Monday, 3 August 2009

Repository Fringe 2009: Round Table Sessions

We have an extra treat from Repository Fringe courtesy of Robin Taylor of Edinburgh University Main Library who has kindly allowed us to share his notes on Round Table Sessions A and C:

Round Table A: "Practical impact and experiences of institutional OA mandates for IRs" (Helen Muir, Queen Margaret University)

Opening remarks from Helen Muir indicated that there had been resistance to the mandate:
  • Perception that it was a time burden.
  • Researchers resented feeling pressurised.
There are two approaches available:
Carrot approach
  • Emphasise benefits with Google Analytics.
  • Ease researchers concerns by utilising the ePrints 'request a copy' feature.
  • Using Scopus to find missing articles.

Stick approach
Should there be any penalty for not complying with a mandate ? The consensus was no.

Without exception all those present had a mediated deposit process. This might be library staff but might also be department research administrators depositing on behalf of staff. A perceived advantage of using research administrators was that they know the staff and therefore also know who to chase up etc.

Other observations from participants:
  • There is a difficulty in getting 'final' versions.
  • Targeting 'star' researchers appears to have a knock on effect.

Additional thoughts on how to emphasise benefits to the researcher included:
  • Publications lists for web pages seen as an important incentive.
  • Statistics to demonstrate increased exposure.
  • Advocacy appears to work. Increased deposit rates amongst those that had had the benefits explained.

Amongst those institutions that have a mandate there was agreement that it could not been seen as the final solution. One such institution reported a 25% compliance rate. Nevertheless there was agreement that mandates were generally a good thing. It raised the profile of the IR and generated debate on the subject. Mandates are considered another useful tool in the battle for deposit.

Round Table C: "Where will repositories be in 5 years time ?" (Ian Stuart, EDINA)

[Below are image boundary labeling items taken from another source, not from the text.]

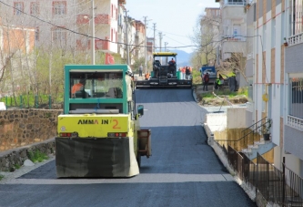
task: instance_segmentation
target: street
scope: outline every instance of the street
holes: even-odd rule
[[[0,206],[257,206],[207,145],[191,89],[138,89],[152,156],[128,179],[56,179],[55,160],[5,184]]]

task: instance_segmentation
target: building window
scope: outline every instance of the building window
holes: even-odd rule
[[[21,16],[25,10],[23,2],[14,2],[14,15]]]
[[[39,3],[31,2],[31,15],[36,16],[39,15]]]
[[[35,29],[35,40],[39,41],[39,37],[40,37],[40,28],[39,26],[37,26]]]
[[[54,28],[53,29],[53,41],[66,41],[66,31],[62,28]]]
[[[289,115],[303,119],[303,78],[292,78],[289,83]]]
[[[267,50],[267,26],[263,26],[263,36],[262,36],[262,51]]]
[[[66,1],[53,2],[53,15],[66,15]]]
[[[271,48],[276,47],[276,19],[271,21]]]

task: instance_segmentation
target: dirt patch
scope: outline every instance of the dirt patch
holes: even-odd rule
[[[217,94],[224,90],[228,91],[227,87],[221,88],[220,90],[214,90],[214,87],[211,85],[208,86],[207,89],[207,91],[204,91],[202,85],[197,85],[195,88],[197,100],[201,106],[229,106],[231,104],[245,104],[248,101],[247,98],[244,95],[238,95],[232,98],[227,97],[227,94],[218,95],[214,98],[209,97],[212,92]]]

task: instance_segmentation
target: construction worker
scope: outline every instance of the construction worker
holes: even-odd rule
[[[142,77],[143,66],[142,64],[139,67],[139,77]]]
[[[208,73],[204,74],[204,76],[202,77],[203,79],[203,90],[208,90],[207,89],[207,86],[208,86],[208,82],[209,82],[209,75]]]
[[[185,74],[186,74],[186,67],[183,67],[181,68],[181,79],[185,78]]]
[[[215,89],[220,88],[222,83],[218,77],[217,77],[216,82],[215,82]]]
[[[171,58],[171,60],[168,62],[168,65],[174,65],[176,63],[176,61],[174,60],[174,58]]]
[[[149,79],[150,75],[149,75],[149,72],[148,72],[148,71],[147,71],[147,73],[146,73],[145,77],[146,77],[146,80],[148,80],[148,79]]]
[[[72,87],[72,98],[76,98],[76,92],[85,91],[86,79],[80,79],[80,81]]]

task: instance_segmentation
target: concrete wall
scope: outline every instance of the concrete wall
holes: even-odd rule
[[[227,109],[227,129],[247,128],[246,125],[246,108]]]
[[[303,44],[298,44],[285,48],[286,73],[302,72],[302,65],[303,65],[302,49],[303,49]]]
[[[56,135],[62,110],[16,109],[0,111],[0,151],[41,142]]]
[[[284,150],[303,160],[303,131],[285,125]]]

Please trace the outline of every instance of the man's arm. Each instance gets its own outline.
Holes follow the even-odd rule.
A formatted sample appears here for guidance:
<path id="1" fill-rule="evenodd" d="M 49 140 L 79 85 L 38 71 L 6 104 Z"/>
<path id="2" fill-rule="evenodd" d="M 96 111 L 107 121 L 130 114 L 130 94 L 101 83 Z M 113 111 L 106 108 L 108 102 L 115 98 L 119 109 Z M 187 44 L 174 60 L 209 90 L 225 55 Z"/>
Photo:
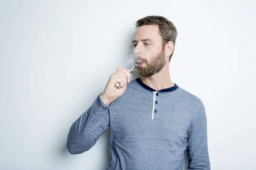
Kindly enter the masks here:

The key points in this session were that:
  • IRs will become part of a wider research management process.
  • Research pools are difficult to manage - cross institution, cross discipline.
  • Identity management and naming authorities are important factors in delivering trusted and consistent repositories.
  • The hope and/or expectation is that IRs provide the core management of data with agile services using the data in varied ways. There is a need to avoid IR software becoming monolithic.
  • The expectation is that there will ultimately be many copies of items available from different sources on the internet. Is this in itself a valid form of preservation?
  • Will current peer review practices change ? Could a more informal model work where works are 'reviewed' in the public domain (the internet)?
  • Who will manage the content? University departments? Do they have sufficient resources to do so?
  • Will IRs hold content or could they just be 'virtual' repositories pointing to the content held elsewhere? This brings us back to the role of IRs and preservation.
This was a lively and useful session but it was therefore only possible to capture an idea of the questions and ideas raised.